Tesla has become this year's favorite stock. Is it a bubble? Maybe, I personally think the company is awesome, the car is beautiful, and the CEO is a genius, but there is no doubt that the shares have come a long way in a short amount of time. Tesla is still heavily shorted, and there are many arguments on why it will fail. Here are a few things shorts should be aware of.
Tesla Motors (TSLA) has been one of the best performing and most hotly debated stocks this year. It has risen from under $40/share to $166/share, where it currently stands, up nearly 400% this year. This advance has caused many critics to proclaim that Tesla is way overvalued and is due for a crash. Comparisons to Apple (AAPL) at $700 abound, yet shorts have been frustrated by the seeming relentless drive upward. Tesla is a highly volatile stock and one that could drop greatly, but I believe that many shorts are approaching this from the wrong angle.
The main case from shorts is that the stock is wildly overvalued. Granted, there have been some that have approached it from the fundamental side, suggesting that the company would struggle to maintain margins. By far, however, the short thesis is that "this stock is really, really expensive." Those that are shorting Tesla only for these reasons, should listen to what brilliant short seller John Hempton of Bronte Capital has to say about this very topic. Hempton on valuation shorts:
In a valuation short we are working on the same information as everyone else has. This makes me uncomfortable. There is an arrogance in suggesting we can analyze the information better than anyone else. We find it harder to answer the question of what we see when others don't and hence harder to justify the position at all. (...) Anyway-I am uncomfortable because I can't describe my informational edge and I don't like thinking I am smarter than other people (as opposed to better informed than other people).
This is critical to understand for Tesla shorts.
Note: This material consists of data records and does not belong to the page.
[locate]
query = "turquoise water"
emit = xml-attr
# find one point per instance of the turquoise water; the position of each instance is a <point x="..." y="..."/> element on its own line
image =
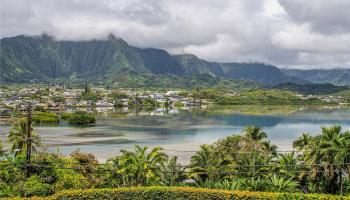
<point x="181" y="132"/>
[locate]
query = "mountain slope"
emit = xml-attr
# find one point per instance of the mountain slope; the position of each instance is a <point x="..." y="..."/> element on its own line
<point x="340" y="77"/>
<point x="26" y="59"/>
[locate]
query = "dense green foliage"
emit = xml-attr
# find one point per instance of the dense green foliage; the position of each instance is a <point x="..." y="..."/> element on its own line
<point x="187" y="193"/>
<point x="313" y="89"/>
<point x="246" y="162"/>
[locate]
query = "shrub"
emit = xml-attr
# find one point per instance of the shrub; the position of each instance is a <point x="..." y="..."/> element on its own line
<point x="33" y="187"/>
<point x="68" y="179"/>
<point x="183" y="193"/>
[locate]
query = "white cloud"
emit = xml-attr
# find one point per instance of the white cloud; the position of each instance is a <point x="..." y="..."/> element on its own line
<point x="288" y="33"/>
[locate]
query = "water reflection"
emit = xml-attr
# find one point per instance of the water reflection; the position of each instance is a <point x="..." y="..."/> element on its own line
<point x="185" y="129"/>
Unless you are doing something that I am not aware of, in this case you do not have better information than the market. While I don't believe that the market is totally efficient (far from it), Tesla shorts should be aware of (and most likely are) that the market can remain irrational far longer than they can remain solvent in the words of Keynes.
Granted, Hempton later said on Twitter that he would rather be short than long this particular stock, but it is still a very valid point about valuation shorts. @LongShortTrader had an excellent post several weeks ago on his blog about short sellers. It was in a post about allocating to short-selling hedge funds, he suggested that if the PM talked about AMZN as a short, then he wasn't a true short seller. I don't think those that are short Tesla are true short sellers, more than anything right now they are hurting big time.
Tesla is the third best selling car in the luxury and sports segment in California this year, selling 4714 Tesla Model S cars. Still this is only California, for a better overview, we need to see broader trends. For the sake of this argument, I will only include more direct competitors (Audi, BMW, and Mercedes).
All this isn't perfect, but I think it gives one a pretty good picture that Tesla is selling a very, very popular car to rich people on the West Coast.